GitLab has earned its position as one of the most prominent names in DevOps, providing a complete DevOps platform in a single application to support developers, engineers, and security teams as they focus on innovating and securing applications. GitLab empowers enterprises and small businesses by integrating and automating critical capabilities for development, testing, and deployment. Whether an organization is modernizing its SDLC or fully immersed in CI/CD methodologies, GitLab seeks to elevate the standard for secure DevOps without impeding agility or speed.
GitLab is on a mission to provide top-notch security capabilities for its DevOps platform. This includes both scanning code before it is shipped to production as well as continuing to scan environments running in production. When GitLab set off to add production scanning capabilities to its offering, it wanted to find a scanning engine that could be used in the CI pipeline as well. To evaluate whether a new path forward could offer better customer value while lowering the work required of GitLab engineering teams, GitLab kicked off a research initiative to compare solutions that might replace its current default CI pipeline scanning tool.
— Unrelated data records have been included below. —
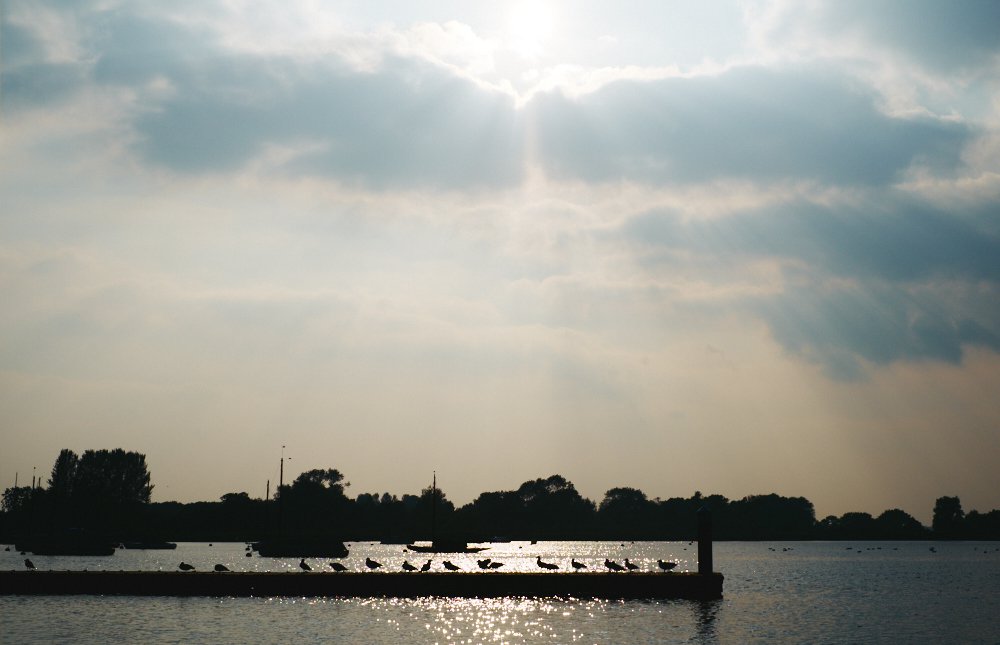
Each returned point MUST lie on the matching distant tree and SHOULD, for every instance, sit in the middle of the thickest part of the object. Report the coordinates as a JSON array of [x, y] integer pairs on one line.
[[948, 517]]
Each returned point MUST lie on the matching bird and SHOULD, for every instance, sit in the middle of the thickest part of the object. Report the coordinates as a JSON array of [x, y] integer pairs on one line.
[[545, 565]]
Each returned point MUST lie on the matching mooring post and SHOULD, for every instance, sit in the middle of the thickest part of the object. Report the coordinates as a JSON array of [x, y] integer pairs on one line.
[[704, 540]]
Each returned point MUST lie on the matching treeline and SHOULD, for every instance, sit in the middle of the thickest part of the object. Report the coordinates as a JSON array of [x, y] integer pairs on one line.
[[107, 492]]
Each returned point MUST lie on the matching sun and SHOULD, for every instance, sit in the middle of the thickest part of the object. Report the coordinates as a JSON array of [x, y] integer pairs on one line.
[[529, 27]]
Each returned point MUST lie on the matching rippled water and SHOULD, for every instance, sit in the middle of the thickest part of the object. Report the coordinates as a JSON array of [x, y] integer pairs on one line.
[[816, 592]]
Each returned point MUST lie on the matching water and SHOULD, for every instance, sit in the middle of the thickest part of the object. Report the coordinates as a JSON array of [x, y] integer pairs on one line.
[[794, 592]]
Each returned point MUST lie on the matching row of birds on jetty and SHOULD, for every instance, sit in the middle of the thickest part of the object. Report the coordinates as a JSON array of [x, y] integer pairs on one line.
[[484, 564]]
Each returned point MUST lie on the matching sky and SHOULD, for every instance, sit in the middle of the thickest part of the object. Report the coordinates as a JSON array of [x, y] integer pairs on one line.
[[731, 247]]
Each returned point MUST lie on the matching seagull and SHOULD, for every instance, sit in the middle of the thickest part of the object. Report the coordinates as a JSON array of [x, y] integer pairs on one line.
[[545, 565]]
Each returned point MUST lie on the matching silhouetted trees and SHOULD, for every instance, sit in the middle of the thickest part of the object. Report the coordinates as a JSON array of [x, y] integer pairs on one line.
[[109, 491]]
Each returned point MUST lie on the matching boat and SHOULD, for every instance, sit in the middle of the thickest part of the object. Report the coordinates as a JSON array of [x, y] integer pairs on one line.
[[149, 544], [446, 546], [300, 548]]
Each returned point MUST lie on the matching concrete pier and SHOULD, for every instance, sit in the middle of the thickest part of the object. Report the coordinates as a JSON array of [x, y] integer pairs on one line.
[[634, 585]]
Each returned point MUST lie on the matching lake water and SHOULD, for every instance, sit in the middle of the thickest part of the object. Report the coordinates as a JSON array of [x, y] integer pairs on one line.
[[787, 592]]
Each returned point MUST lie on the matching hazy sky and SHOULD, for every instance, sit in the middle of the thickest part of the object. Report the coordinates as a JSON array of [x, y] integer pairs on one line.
[[741, 248]]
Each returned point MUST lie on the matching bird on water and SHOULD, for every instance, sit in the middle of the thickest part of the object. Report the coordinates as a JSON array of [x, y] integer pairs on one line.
[[545, 565], [666, 566], [612, 565]]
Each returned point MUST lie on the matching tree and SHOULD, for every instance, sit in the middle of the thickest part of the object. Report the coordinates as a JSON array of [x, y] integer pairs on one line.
[[948, 517]]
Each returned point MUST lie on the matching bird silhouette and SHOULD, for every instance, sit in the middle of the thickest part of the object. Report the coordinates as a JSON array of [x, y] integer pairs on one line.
[[545, 565]]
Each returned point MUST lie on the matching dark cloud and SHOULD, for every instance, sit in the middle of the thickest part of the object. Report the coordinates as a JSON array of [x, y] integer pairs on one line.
[[748, 123], [896, 282]]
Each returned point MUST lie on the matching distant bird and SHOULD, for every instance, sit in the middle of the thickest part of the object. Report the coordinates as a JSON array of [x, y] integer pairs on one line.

“As far as our engineering time is involved, we can only realistically do tight integrations with a limited number of vendors and maintain those sustainably. We have to prioritize our time and resources around those that we feel like are really going to provide the most value for our customers. So typically, we do a research spike to compare solutions,” explained Sam White, Senior Product Manager overseeing the security capabilities that serve GitLab customers in the Protect stage of GitLab.
Integrating open source solutions with its commercial capabilities allows GitLab to achieve the best use of its engineering teams’ time. “We try to leverage as much open source technology out there as we can. We certainly don’t want to go reinvent the wheel,” explained White. For GitLab, open source can help alleviate engineering cycles for other key projects.
When evaluating potential vulnerability scanning solutions, White and the team considered a variety of options. As they refined their approach, they identified critical requirements for adoption.
GitLab’s evaluation criteria for vulnerability management and container security solutions included:
This criteria helped White and team to establish the short list of candidate solutions, which included Aqua Trivy, to support vulnerability scanning throughout CI/CD pipelines.
When evaluated against GitLab’s selection criteria, White and his team saw some clear reasons to select Aqua Trivy. “When we did compare Trivy, we found that we got really good results, and really timely vulnerability data back. It also had support for offline scanning and offline updates, which we had with our current scanner, and so it was important for us to maintain that capability.”
GitLab’s evaluation resulted in a list of key capabilities and benefits of incorporating Trivy into GitLab’s DevOps platform, including:
The result of GitLab’s evaluation process was to implement Trivy as the default container vulnerability scanner for its Gold and Ultimate customers on version 14.0 and above. This scanning capability runs by default for customers using its DevOps lifecycle tool, Auto DevOps. Auto DevOps seeks to eliminate complexity by automating key aspects of pipeline configuration, integration, and testing.
GitLab has a much broader vision for its customers’ security-by-default capabilities. White comments, “In the containerized world, there are a lot of new concepts to learn. How does networking work? How do your firewall rules work? How do you even do scanning in this world where you’ve got containers spinning up and going down and things are a whole lot more ephemeral than they used to be? We’re looking to help provide that easy button for users, where it’s built-in by default.”
Based on this vision, one of the other benefits in choosing Aqua Trivy was its compatibility with Aqua Starboard, a sister open source solution that can run Aqua Trivy in production environments. Early in 2020, GitLab acknowledged an emerging trend for SecOps teams to require their own set of robust security controls to manage vulnerabilities for containers in production, and they needed a way to get risk information into the hands of developers for faster remediation, directly in their DevOps tools.
What White is looking to provide with Aqua Starboard includes:
As GitLab pursues end-to-end container security risk visibility for GitLab users, White articulates a goal to combine Aqua Trivy and Aqua Starboard with other security capabilities in the GitLab portfolio. Doing so would evolve the standard for real-time protection against risks in production. “Where we really see this headed is: Trivy finds a vulnerability in production [with Starboard]. We then take a look at what that vulnerability is, the nature of it, and we actually… take all of that data and eventually start tying that into our production capabilities around firewall protection and IDS/IPS, to help provide for real-time mitigations or compensating controls to protect things real-time in production. This buys the developers needed time so they are able to go and vet a more formal fix.”
GitLab emphasizes strong relationships with its partners and its customers, and values the community support of its end-to-end DevOps platform.
For GitLab, open source is synonymous with innovation. While the GitLab team derives great benefit from community contributions, they pride themselves on giving back. “When we see an enhancement or we hear a need from our customers that’s shared by the Trivy product as well, we can push that upstream into the open source project and make that available for anyone and everyone who’s using Trivy, regardless of whether or not they’re using GitLab,” explained White. “And so, again, that partnership and close collaboration is probably just one other thing that really stood out to us during the selection process that was the icing on the cake.”